Monday, 4 March 2013

Appropriation of public space – Informality takes over

“From a design point of view, informality is a condition of complex, non-linear systems in which patterns overlap, intersect, and mutate in unexpected ways. Flexibility is the common ground among these approaches, a model of organic development that challenges the assumption of traditional Western planning that man controls his surroundings. In contrasts, the patterns of development evident in informal settlements […] are ‘emergent’, which assumes the absence of an identifiable author or agent; creation is either entirely spontaneous or generated by many convergent factors.” (Brillenbourg, Feireiss y Klumpner 2005, 43)

In the pueblos jóvenes, appropriation of public space often occurs through informal processes, “not done or made according to a recognized or prescribed form; not according to order; unofficial, disorderly.” (Brillenbourg, Feireiss y Klumpner 2005, 18). This does not mean that said appropriation – through mobile or ephemeral structures, furniture, gardening, enclosures, etc. – lack of form or that there is no logic or rational process in its development. We are talking instead of a different, alternative way of occupying the city, of establishing a relationship with the territory, wherever and whenever there is a lack of formal, official solutions.

In such a context, the boundaries between what is private and what is public are blurred. The distinction of what belongs to one individual, to a family or to the community is difficult to recognise from the outside and it varies, according to time and particular situations. It is in this grey realm that the appropriation of public space occurs, by means of the transformation of what is there, in order to host new places for the event, the spontaneous, and the everydayness.

The act of appropriation does not always occur in an easy, peaceful way: it might even involve the using of somebody else’s property, the difficult coordination of different parties, or even the stomping over others’ rights.
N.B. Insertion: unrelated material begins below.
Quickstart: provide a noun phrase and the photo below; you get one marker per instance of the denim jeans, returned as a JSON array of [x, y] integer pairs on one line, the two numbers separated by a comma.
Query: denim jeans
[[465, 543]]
One of the tasks of architecture might be to act as a mediator between the forces involved in the act of appropriation and thus, in the generation of an identity linked to one place.

Huaycán is the chosen territory for the intervention. It is a large neighbourhood originated as a barriada asistida (government-aided squatter settlement), that has continued to grow since its creation in 1984 through urban and architecture practices, both formal and informal. First, we observe, aiming to recognise not only the appropriation of space but also the mechanisms and reasons behind it, considering that “in order to understand a culture it is necessary to comprehend the others in their own terms, without projecting our own categories in an ethnocentric way.” (Grimson 2011, 57)

Then, we offer our take on said mechanisms, proposing an architectural intervention that both assimilates what we can learn from the site, and suggest new ways of interaction with the built environment.